Monique à bord du ferry |
Embarquement
presque immédiat puisqu’à 17:00 nous sommes à bord du
fast-ferry de la Trasmediterranea qui déborde
aussitôt. Je regrette l’absence de pont découvert sur ce catamaran rapide qui met 45 minutes seulement à relier les deux continents mais les larges verrières entourant l’unique et vaste salon donnent une vue panoramique grandiose du détroit et de ses côtes accidentées. C’est bientôt le débarquement, rapide lui aussi car le navire n’est pas rempli au dixième de sa capacité. |
Nous décidons de passer la nuit
dans la petite enclave espagnole de Ceuta dont le Guide Vert
décrit positivement le bel environnement naturel, plutôt que de
nous retrouver de nuit sur les routes marocaines. Évitant les
festivités du Carnaval qui commencent à encombrer les rues de la
vieille ville, nous longeons les quais du port et nous dirigeons
vers les hauteurs du Monte Hacho couronnées d’un ensemble de
fortifications. Celles-ci restent inaccessibles car l’armée
espagnole continue de les utiliser, en revanche le belvédère de
l’Ermita de San Antonio offre une vue superbe sur la courbe de
la baie avec le Jbel Moussa en arrière-plan, sur la ville et sur
l’isthme qui relie Ceuta au Maroc. Au fond du détroit se devine
la mer libre, en fait l’Océan Atlantique, et sur la rive opposée
le Jbel Tarik (Gibraltar), l’autre colonne d’Hercule.
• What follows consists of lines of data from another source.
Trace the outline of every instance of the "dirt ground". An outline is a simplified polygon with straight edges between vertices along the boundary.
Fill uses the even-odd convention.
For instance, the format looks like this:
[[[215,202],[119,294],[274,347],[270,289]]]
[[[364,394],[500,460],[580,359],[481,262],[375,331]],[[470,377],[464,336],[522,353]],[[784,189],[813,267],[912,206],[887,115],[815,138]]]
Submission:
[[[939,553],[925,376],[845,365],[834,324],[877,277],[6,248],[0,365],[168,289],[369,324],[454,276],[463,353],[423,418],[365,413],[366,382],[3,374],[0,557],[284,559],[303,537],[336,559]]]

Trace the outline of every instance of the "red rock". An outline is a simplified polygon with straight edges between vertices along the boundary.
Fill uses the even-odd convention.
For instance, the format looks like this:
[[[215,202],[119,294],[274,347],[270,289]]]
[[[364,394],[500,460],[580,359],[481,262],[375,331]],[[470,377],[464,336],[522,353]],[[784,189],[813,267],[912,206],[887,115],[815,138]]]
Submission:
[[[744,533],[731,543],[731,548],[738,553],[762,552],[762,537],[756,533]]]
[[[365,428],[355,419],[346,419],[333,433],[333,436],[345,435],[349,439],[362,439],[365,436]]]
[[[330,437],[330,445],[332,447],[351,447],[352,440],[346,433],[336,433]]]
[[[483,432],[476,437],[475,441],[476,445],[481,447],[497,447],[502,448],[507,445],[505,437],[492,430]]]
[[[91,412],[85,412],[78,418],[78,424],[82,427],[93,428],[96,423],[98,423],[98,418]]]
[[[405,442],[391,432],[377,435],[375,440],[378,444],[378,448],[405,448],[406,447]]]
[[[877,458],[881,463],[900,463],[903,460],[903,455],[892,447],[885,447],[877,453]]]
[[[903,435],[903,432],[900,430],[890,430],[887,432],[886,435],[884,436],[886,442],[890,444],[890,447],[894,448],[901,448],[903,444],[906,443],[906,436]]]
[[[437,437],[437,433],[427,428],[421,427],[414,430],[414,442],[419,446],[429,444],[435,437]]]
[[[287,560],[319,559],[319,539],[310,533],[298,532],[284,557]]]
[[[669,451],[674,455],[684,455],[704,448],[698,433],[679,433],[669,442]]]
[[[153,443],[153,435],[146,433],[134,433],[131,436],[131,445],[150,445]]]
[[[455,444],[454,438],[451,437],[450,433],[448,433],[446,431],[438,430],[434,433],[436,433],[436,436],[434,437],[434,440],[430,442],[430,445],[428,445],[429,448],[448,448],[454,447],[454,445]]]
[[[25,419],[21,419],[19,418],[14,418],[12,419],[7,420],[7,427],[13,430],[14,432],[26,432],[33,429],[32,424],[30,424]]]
Castillo del Desnarigado |
Notre petit tour nous mène ensuite au
Castillo del Desnarigado (du nom d’un pirate au nez
coupé d’un coup de sabre qui aurait débarqué à Ceuta en
1417 !). Campée à mi-pente dans un vallon désert, la
petite poudrière encadrée de deux massives tours rondes
est maintenant fermée à la visite. Mais l’ambiance très
sauvage et la vue sur les côtes rifaines nimbées de rose
et de violacé par le couchant nous fait mesurer tout le
charme perdu par la Costa del Sol fréquentée ces
derniers jours…
|
Il est 19:00, le soleil disparaît alors derrière le Jbel Musa lorsque nous remontons de la crique. Plutôt que d’aller dormir sur un quai du port, nous préférons remonter nous installer sur le stationnement de l’ermita de San Antonio. Souper dans ce cadre*** en contemplant le crépuscule napper de rose et d’or la baie, l’isthme, le détroit… | Ceuta au crépuscule depuis l'Ermita de San Antonio |
La soirée est ensuite fort bruyante car autour de nous les allées et venues s’éternisent en ce tiède samedi soir de février où les jeunes de Ceuta montent en voiture et en moto fêter la fin de la semaine (notre Mont-Royal en quelque sorte !) et le Carnaval. Lorsque je me couche passé minuit, la musique et les éclats de voix continuent alentour pour une bonne heure, jusqu’à ce qu’intervienne le propriétaire du restaurant voisin qui met le couvre-feu. Nous nous endormons enfin dans la paix retrouvée.